Discrimination and harassment in the workplace have been the focal point in the recent news. Most notably, the #MeToo movement has inspired women all over the world to speak out about sex-based discrimination and mistreatment at work, ending the careers of many, including highly prominent actors, news anchors, politicians and judges. This has stirred debate about whether employees can be forced to arbitrate sex harassment claims and whether employees may be “silenced” as part of accepting a settlement. Even the tax code is being used to protect victims of sexual harassment and abuse by forcing businesses to make a choice – no tax deduction is allowed for any settlement, payout or attorneys’ fees relating to sexual harassment or sexual abuse if such payments are subject to a nondisclosure agreement.
This course is designed to be helpful to lawyers seeking a better understanding of how to prevent discrimination and harassment in the workplace by implementing effective policies, training, audits, conducting prompt and thorough investigations and taking appropriate action following determinations of harassment and discrimination. The program, presented by employment lawyer Robin Kallor, offers an extensive overview of Title VII and how to best insulate workplaces from liability.

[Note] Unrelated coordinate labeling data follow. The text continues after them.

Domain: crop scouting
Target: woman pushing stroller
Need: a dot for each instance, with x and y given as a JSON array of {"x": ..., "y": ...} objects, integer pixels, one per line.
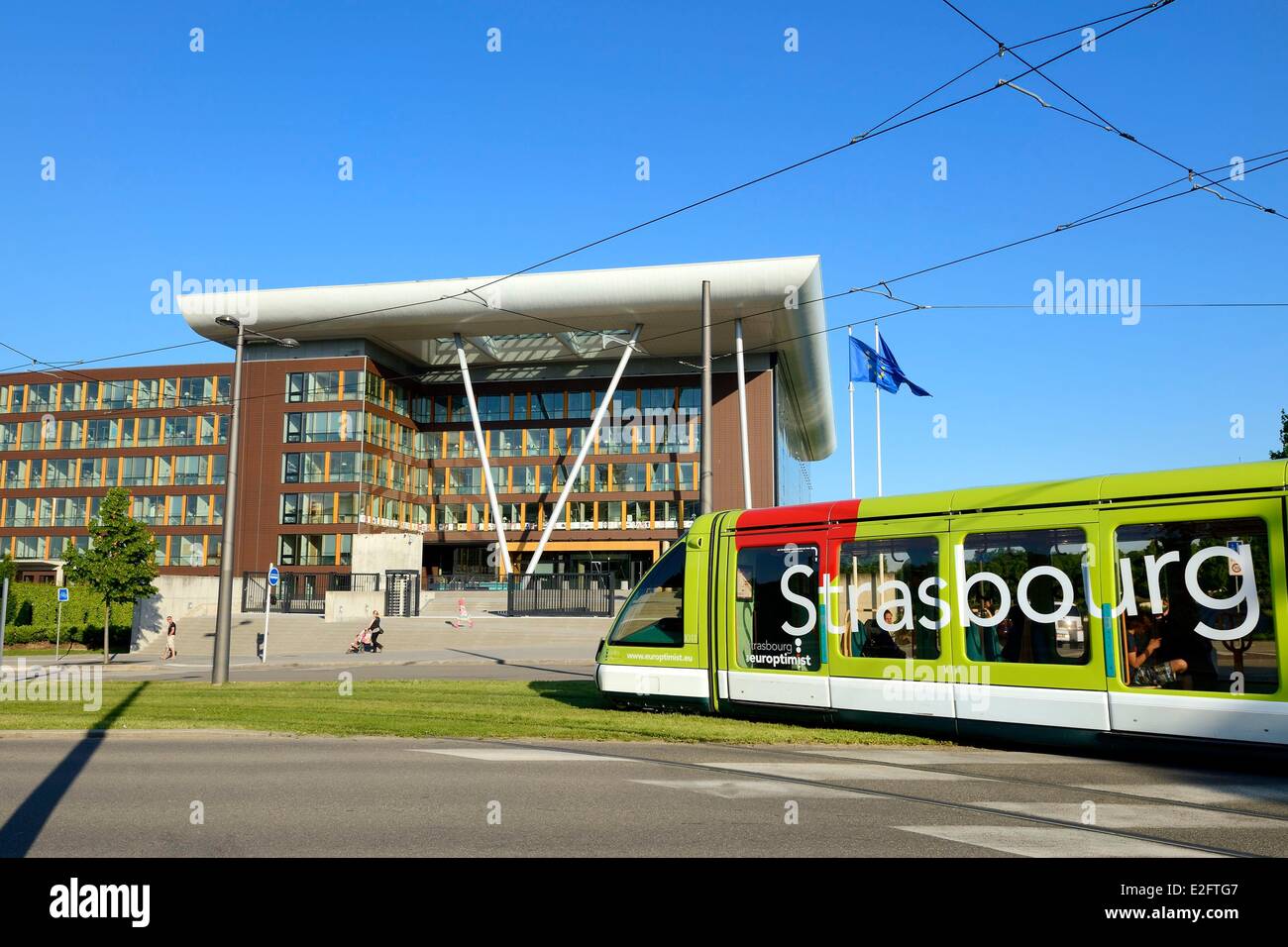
[{"x": 369, "y": 638}]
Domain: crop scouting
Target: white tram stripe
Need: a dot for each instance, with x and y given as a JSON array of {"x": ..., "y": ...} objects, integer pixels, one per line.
[
  {"x": 519, "y": 754},
  {"x": 931, "y": 757},
  {"x": 1131, "y": 815},
  {"x": 1041, "y": 841},
  {"x": 841, "y": 771},
  {"x": 752, "y": 789}
]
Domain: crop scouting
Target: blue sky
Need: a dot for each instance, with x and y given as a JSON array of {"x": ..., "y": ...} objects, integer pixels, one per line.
[{"x": 223, "y": 163}]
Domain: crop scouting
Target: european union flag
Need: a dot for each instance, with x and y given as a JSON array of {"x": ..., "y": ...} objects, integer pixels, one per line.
[{"x": 883, "y": 369}]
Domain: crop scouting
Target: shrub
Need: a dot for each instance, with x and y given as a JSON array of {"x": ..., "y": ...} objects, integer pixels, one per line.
[
  {"x": 89, "y": 635},
  {"x": 31, "y": 603}
]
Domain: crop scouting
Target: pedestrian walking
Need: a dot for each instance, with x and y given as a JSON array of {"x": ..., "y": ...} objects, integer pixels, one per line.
[
  {"x": 171, "y": 634},
  {"x": 463, "y": 615}
]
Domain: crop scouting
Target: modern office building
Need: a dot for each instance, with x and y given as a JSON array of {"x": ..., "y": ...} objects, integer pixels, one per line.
[{"x": 366, "y": 425}]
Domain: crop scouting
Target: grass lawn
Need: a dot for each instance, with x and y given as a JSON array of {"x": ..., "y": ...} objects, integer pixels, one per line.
[{"x": 481, "y": 709}]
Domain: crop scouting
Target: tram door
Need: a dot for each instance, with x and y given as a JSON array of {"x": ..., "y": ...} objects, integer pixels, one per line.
[
  {"x": 772, "y": 617},
  {"x": 1029, "y": 642},
  {"x": 888, "y": 613},
  {"x": 1198, "y": 604}
]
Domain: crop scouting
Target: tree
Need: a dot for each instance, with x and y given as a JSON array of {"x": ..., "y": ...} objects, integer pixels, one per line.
[
  {"x": 1282, "y": 454},
  {"x": 120, "y": 562}
]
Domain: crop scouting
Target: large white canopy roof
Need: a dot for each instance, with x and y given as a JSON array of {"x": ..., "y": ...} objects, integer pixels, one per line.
[{"x": 572, "y": 317}]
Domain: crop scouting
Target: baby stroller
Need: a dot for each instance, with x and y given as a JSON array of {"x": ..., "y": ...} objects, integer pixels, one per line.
[{"x": 362, "y": 642}]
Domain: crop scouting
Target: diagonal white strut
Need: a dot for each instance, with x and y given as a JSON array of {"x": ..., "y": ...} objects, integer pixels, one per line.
[
  {"x": 742, "y": 416},
  {"x": 487, "y": 464},
  {"x": 585, "y": 449}
]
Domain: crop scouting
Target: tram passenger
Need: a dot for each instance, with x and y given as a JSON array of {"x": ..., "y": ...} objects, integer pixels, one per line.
[
  {"x": 1142, "y": 650},
  {"x": 879, "y": 642},
  {"x": 983, "y": 643}
]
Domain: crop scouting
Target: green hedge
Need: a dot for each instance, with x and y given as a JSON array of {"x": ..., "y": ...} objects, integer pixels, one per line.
[
  {"x": 89, "y": 635},
  {"x": 37, "y": 604}
]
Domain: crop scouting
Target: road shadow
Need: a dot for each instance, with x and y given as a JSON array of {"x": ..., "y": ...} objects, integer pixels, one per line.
[
  {"x": 527, "y": 668},
  {"x": 20, "y": 832}
]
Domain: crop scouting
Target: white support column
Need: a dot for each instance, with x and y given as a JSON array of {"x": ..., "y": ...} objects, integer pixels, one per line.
[
  {"x": 585, "y": 449},
  {"x": 483, "y": 458},
  {"x": 742, "y": 416}
]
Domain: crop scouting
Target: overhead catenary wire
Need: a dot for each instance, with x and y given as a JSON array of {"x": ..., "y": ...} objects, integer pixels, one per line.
[
  {"x": 1106, "y": 124},
  {"x": 1112, "y": 211},
  {"x": 879, "y": 129},
  {"x": 884, "y": 128},
  {"x": 914, "y": 307},
  {"x": 1060, "y": 228}
]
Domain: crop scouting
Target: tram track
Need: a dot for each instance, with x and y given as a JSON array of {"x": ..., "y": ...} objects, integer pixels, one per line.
[
  {"x": 973, "y": 808},
  {"x": 1025, "y": 781}
]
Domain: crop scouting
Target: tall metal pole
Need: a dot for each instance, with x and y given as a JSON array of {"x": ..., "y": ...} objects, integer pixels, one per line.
[
  {"x": 742, "y": 416},
  {"x": 224, "y": 611},
  {"x": 704, "y": 479},
  {"x": 854, "y": 492},
  {"x": 4, "y": 612},
  {"x": 268, "y": 600},
  {"x": 877, "y": 389}
]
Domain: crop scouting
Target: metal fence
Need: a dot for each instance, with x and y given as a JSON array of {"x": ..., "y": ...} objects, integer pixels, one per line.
[
  {"x": 465, "y": 581},
  {"x": 355, "y": 581},
  {"x": 562, "y": 592},
  {"x": 301, "y": 592}
]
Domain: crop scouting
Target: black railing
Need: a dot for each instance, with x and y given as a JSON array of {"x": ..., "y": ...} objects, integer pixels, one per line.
[
  {"x": 464, "y": 581},
  {"x": 303, "y": 592},
  {"x": 588, "y": 594},
  {"x": 355, "y": 581}
]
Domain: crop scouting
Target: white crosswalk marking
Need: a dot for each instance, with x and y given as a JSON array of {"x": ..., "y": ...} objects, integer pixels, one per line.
[
  {"x": 1041, "y": 841},
  {"x": 751, "y": 789},
  {"x": 1129, "y": 815},
  {"x": 840, "y": 771},
  {"x": 1211, "y": 793},
  {"x": 520, "y": 754}
]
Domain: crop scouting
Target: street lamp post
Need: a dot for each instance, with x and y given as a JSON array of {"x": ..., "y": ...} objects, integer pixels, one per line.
[{"x": 224, "y": 612}]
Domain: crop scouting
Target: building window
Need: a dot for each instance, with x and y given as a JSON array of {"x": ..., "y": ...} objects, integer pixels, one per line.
[
  {"x": 321, "y": 425},
  {"x": 548, "y": 406},
  {"x": 581, "y": 403}
]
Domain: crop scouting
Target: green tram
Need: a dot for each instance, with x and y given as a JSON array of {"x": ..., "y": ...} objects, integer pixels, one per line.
[{"x": 1125, "y": 604}]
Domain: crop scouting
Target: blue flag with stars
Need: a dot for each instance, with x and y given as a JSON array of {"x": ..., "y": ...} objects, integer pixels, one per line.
[{"x": 883, "y": 369}]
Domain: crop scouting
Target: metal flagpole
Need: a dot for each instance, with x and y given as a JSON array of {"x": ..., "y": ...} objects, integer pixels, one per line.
[
  {"x": 483, "y": 459},
  {"x": 742, "y": 416},
  {"x": 854, "y": 493},
  {"x": 877, "y": 330}
]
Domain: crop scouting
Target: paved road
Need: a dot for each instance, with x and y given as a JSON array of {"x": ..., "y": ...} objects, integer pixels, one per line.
[
  {"x": 132, "y": 793},
  {"x": 465, "y": 668}
]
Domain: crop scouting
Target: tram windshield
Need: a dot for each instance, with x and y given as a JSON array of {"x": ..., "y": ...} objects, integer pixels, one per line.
[{"x": 653, "y": 616}]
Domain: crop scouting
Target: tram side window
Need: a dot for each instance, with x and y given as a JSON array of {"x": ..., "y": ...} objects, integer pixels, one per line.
[
  {"x": 653, "y": 616},
  {"x": 1042, "y": 615},
  {"x": 885, "y": 598},
  {"x": 776, "y": 608},
  {"x": 1197, "y": 608}
]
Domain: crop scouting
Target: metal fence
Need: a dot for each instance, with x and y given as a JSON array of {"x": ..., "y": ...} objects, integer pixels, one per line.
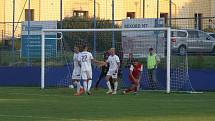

Title VII of the Civil Rights Act of 1964 is a federal law prohibiting employers from discriminating against employees on the basis of sex, race, color, national origin and religion. The statute also prohibits the harassment of employees based upon those protected group characteristics, and employers are prohibited from retaliating against employees who complain of discrimination or participate in investigations. Additionally, employees are entitled to religious accommodation for their sincerely held religious beliefs or practices.